PhD Course in Data Science

Timetable: May 5-7-12-14, 9-13 AM.
Attendance: Zoom link, contact me if you do not receive the passcode.

Visual overview of the course

Overview

Building a deep learning model is a complex task, full of interacting design decisions, data engineering, parameter tweaking, and experimentation. Having access to powerful tools for versioning, storing, and analyzing every step of the process (MLOps) is essential.

The aim of this practical course is to start from a simple deep learning model implemented in a notebook, and port it to a ‘reproducible’ world by including code versioning (Git), data versioning (DVC), experiment logging (Weight & Biases), hyper-parameter tuning, configuration (Hydra), and ‘Dockerization’. While the focus is on vertical, well-established tools, we will discuss more advanced integrated frameworks (e.g., MLFlow) and techniques (e.g., CI/CD pipelines).

Setup your machine

We will install most libraries as we go along. For the initial setup, perform an Anaconda installation on your machine, and create an environment:

conda create -n reprodl; conda activate reprodl

Then, install a few generic prerequisites (notebook handling, Pandas, …):

conda install -y -c conda-forge notebook matplotlib pandas ipywidgets pathlib

Finally, install PyTorch and PyTorch Lightning. The instructions below can vary depending on whether you have a CUDA-enabled machine, Linux, etc. In general, follow the instructions from the website.

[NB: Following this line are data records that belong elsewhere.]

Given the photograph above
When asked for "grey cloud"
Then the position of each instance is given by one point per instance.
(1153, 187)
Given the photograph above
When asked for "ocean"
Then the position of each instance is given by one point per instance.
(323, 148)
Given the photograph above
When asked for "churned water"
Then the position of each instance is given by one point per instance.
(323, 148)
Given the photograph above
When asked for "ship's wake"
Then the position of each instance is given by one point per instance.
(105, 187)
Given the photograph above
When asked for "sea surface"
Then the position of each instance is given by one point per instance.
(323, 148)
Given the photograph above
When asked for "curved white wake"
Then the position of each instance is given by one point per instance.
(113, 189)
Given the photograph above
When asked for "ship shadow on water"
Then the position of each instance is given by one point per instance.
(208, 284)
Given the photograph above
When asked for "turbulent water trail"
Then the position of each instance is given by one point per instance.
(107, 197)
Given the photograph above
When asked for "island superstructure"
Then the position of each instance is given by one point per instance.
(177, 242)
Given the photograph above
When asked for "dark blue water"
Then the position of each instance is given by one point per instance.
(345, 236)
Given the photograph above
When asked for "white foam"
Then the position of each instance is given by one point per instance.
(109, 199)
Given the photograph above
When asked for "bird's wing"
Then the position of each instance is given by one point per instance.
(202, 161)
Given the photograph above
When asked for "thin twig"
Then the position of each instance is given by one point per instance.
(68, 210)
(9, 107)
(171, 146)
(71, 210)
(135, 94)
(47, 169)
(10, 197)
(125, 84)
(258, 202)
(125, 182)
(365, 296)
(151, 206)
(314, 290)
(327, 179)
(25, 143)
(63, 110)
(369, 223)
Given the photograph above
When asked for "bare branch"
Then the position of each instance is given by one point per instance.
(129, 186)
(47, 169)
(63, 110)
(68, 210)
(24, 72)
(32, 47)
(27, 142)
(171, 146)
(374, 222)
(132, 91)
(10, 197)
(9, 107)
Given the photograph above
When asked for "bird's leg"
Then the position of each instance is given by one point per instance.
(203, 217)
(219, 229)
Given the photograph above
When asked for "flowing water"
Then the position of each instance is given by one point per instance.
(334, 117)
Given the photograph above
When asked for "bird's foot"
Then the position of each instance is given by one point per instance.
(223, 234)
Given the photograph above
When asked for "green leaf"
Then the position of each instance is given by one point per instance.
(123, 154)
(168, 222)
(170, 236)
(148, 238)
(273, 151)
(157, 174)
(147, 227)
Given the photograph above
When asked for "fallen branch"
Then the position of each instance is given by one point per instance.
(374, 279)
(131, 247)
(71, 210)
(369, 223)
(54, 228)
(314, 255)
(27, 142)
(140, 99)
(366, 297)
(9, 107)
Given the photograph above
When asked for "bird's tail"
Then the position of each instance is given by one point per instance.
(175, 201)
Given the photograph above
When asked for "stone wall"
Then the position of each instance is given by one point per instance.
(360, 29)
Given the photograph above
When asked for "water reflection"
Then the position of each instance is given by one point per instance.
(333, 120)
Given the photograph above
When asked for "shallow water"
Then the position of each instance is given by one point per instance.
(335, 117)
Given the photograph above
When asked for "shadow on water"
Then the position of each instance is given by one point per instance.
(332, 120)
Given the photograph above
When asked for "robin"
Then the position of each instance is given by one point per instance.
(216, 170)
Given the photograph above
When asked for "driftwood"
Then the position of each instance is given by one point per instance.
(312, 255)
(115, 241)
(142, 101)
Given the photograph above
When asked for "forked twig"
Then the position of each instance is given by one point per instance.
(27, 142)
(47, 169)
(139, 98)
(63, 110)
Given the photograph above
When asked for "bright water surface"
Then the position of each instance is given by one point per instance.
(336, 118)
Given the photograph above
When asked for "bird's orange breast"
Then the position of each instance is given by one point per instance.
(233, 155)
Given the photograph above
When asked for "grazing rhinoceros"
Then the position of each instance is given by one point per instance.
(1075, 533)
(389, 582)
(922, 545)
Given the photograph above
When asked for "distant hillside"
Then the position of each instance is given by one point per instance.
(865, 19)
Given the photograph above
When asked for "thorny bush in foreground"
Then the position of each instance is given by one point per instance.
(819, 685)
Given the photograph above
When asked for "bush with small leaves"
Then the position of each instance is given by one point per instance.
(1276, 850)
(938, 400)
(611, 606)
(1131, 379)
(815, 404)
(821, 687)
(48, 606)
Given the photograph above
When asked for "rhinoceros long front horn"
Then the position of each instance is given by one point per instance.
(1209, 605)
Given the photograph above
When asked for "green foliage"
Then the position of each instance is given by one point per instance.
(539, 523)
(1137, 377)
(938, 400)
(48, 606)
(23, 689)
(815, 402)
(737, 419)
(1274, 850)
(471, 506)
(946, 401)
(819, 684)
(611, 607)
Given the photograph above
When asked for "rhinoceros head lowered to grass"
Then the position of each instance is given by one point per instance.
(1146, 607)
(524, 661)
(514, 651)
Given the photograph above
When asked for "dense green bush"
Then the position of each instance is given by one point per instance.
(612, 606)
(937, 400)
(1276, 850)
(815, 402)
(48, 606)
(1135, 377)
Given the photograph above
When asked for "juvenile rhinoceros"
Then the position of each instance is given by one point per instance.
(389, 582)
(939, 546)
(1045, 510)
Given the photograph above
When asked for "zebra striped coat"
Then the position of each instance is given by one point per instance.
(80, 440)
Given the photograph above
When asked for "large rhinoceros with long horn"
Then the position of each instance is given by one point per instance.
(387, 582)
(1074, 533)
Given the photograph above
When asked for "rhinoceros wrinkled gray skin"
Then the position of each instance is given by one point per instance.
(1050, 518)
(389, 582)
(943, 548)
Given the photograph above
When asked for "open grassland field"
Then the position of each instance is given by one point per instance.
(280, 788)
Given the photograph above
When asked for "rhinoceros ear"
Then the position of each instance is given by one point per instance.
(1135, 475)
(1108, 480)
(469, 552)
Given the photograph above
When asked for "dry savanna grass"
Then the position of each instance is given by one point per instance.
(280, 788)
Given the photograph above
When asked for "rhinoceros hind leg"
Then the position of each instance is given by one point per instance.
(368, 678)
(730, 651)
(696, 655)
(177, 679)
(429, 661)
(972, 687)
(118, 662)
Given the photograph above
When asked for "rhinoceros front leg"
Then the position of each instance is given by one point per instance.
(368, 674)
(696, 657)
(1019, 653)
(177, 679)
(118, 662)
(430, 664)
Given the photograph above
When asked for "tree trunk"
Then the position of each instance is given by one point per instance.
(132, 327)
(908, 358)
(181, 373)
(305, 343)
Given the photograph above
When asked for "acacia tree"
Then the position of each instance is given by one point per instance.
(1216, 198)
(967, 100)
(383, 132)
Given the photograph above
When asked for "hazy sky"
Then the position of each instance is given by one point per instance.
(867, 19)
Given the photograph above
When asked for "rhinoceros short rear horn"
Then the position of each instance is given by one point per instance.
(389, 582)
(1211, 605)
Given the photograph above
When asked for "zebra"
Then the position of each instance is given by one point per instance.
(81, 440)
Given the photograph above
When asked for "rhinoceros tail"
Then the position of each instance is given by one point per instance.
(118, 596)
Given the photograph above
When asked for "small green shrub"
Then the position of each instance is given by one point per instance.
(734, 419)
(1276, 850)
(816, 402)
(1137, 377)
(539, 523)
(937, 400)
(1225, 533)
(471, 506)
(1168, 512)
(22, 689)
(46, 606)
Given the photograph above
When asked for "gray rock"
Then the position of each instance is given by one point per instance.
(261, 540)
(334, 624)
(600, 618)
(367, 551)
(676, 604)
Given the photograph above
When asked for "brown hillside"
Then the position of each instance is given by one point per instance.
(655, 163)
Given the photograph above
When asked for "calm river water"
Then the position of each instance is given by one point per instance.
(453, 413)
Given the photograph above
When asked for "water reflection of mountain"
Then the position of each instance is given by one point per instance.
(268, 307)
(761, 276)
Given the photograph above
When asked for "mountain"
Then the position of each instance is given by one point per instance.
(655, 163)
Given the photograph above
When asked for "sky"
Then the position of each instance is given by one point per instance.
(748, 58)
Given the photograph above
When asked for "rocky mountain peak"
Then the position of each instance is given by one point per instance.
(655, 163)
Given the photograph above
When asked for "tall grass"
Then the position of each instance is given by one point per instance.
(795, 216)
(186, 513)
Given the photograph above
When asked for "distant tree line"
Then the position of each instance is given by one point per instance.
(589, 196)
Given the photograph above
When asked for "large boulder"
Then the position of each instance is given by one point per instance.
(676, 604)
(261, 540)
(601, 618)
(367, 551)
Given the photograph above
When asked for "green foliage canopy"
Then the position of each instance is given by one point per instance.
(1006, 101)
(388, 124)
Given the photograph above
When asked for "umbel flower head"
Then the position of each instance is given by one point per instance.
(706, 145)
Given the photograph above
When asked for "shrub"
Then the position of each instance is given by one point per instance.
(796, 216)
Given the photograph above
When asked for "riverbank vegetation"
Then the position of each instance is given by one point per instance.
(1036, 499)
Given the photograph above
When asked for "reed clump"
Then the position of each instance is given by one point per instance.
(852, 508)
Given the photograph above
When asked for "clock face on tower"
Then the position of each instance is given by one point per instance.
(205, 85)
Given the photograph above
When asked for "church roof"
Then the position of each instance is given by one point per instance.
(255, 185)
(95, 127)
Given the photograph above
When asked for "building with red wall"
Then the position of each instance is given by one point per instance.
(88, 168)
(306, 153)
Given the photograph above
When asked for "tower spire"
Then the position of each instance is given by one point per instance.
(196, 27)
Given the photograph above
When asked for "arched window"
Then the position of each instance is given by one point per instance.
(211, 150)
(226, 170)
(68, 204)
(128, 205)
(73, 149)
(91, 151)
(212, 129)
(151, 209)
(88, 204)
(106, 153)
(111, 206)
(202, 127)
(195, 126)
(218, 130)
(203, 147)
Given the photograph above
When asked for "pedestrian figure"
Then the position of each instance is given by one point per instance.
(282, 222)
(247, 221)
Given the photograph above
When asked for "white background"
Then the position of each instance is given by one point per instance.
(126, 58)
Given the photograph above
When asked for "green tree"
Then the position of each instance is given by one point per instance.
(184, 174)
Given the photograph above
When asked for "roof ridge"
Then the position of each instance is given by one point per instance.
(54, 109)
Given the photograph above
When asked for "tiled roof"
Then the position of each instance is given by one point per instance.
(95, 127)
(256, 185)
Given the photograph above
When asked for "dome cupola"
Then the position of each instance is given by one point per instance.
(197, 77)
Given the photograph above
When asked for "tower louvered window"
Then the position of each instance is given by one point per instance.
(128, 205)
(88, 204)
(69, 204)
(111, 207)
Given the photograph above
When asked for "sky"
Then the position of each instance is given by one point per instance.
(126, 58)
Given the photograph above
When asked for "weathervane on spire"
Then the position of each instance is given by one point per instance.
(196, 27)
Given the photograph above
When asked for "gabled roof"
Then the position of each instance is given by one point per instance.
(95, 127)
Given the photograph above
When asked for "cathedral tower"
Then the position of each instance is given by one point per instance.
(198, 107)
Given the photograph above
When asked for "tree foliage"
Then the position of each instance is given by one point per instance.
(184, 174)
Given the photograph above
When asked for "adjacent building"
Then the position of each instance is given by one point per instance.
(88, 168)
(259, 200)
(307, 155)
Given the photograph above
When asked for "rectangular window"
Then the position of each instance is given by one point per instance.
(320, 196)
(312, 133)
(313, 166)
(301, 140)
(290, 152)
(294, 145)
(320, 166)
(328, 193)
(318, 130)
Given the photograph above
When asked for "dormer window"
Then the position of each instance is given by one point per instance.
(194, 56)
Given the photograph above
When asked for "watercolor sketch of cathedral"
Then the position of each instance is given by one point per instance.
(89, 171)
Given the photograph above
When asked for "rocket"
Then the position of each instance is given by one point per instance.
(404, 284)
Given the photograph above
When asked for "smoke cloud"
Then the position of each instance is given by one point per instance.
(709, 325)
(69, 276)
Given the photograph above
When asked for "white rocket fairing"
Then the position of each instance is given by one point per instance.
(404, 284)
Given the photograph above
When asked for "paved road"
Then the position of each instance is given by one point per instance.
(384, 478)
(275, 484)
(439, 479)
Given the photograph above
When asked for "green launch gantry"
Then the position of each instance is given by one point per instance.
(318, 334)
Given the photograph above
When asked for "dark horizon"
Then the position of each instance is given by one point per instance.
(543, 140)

conda install -y pytorch torchvision torchaudio cudatoolkit=10.2 -c pytorch -c conda-forge
conda install -y pytorch-lightning -c conda-forge

Organization of the material

Slides will be available below, while the code will be uploaded to a GitHub repository. The course is split into exercises (Git, DVC, …). To start the exercise, swith to the corresponding Git branch, and follow the instructions on video or in the corresponding README file. To see the completed exercise, you can switch to a completed branch, as shown below.

An example

To follow the DVC exercise, check in the table below the name of the branch (exercise2_dvc), and perform a checkout:

git checkout exercise2_dvc

If you want to see the completed exercise, add _completed to the name of the branch:

git checkout exercise2_dvc_completed

You can inspect the commits to look at specific changes in the code:

git log --graph --abbrev-commit --decorate

If you want to inspect a specific change, you can checkout again using the ID of the commit.

Material

  Topic Branch name Material
0 Introduction - Slides, Bare repository, Video
1 Deep learning recap - Notebook, Video
2 Git & Scripting exercise1_git Slides, Video, Code
3 Hydra configuration exercise2_hydra Hydra repository, Video, Code
4 Data versioning with DVC exercise3_dvc DVC Website, Slides, Video (part 1), Video (part 2), Code
5 Docker exercise4_docker Docker Website, Slides, Video, Code
6 Weight & Biases exercise5_wandb Weights & Biases Website, Video, Code
7 Continuous integration exercise6_hooks Video, Code
- Exam   Instructions

Advanced reading material

The new edition of Full Stack Deep Learning (UC Berkeley CS194-080) covers a larger set of material than this course.